Days after the Vatican signed an agreement to return three Greek sculpture fragments that have been part of the Vatican Museums’ permanent collection for 200 years, Britain’s prime minister, Rishi Sunak says the Greek sculpture remain a “huge asset” to the UK.
Sunak has vowed to protect the Parthenon marbles from being returned to Greece, sticking by commitments made by his predecessors Liz Truss and Boris Johnson to safeguard the treasures at the British Museum in London.
Despite a campaign to return the marble sculptures to Athens, and talks between officials in the UK and Greece about the idea, it was given short shrift by Sunak.
“The UK has cared for the Elgin marbles for generations,” Sunak said. “Our galleries and museums are funded by taxpayers because they are a huge asset to this country.
“We share their treasures with the world, and the world comes to the UK to see them. The collection of the British Museum is protected by law, and we have no plans to change it.”
The marbles have been displayed in the British Museum since 1832 after being controversially stripped from the Parthenon by Lord Elgin, a British diplomat.
Greece has long said the marbles should be returned to the country permanently.

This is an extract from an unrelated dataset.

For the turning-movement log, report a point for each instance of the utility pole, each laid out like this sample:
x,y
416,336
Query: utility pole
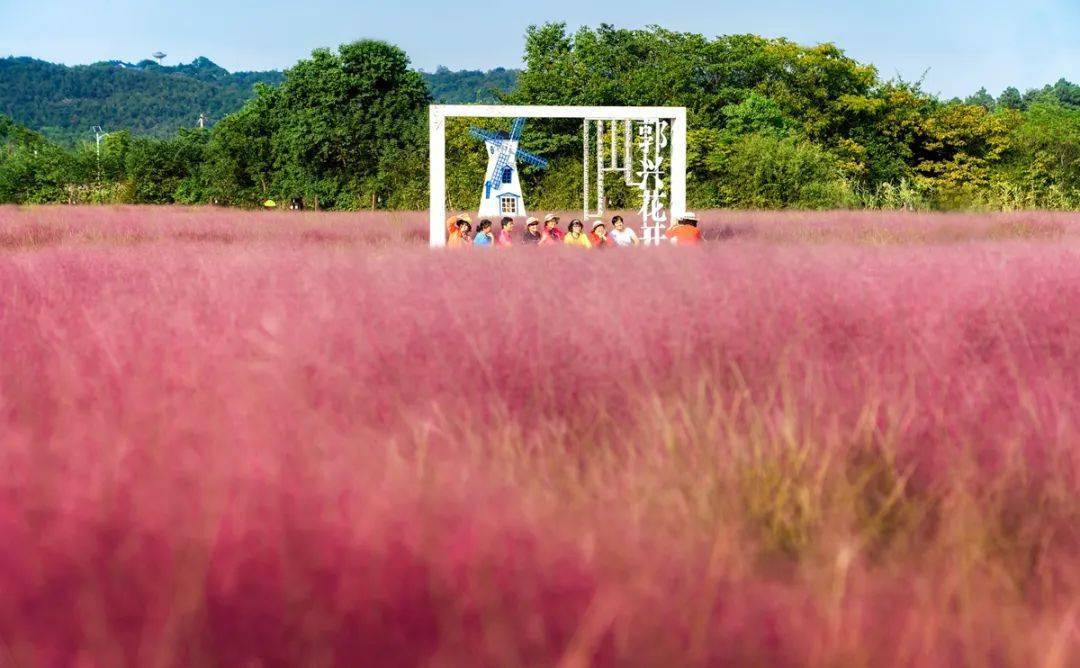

However, the British Museum’s firm position is that any potential agreement would involve items being returned on loan.
Ministers are said to have no intention of amending the British Museum Act, which prevents the museum from returning any of its collection permanently except in very limited circumstances.
The Vatican fragments will be transferred to Athens on 24 March with a special ceremony planned to receive them.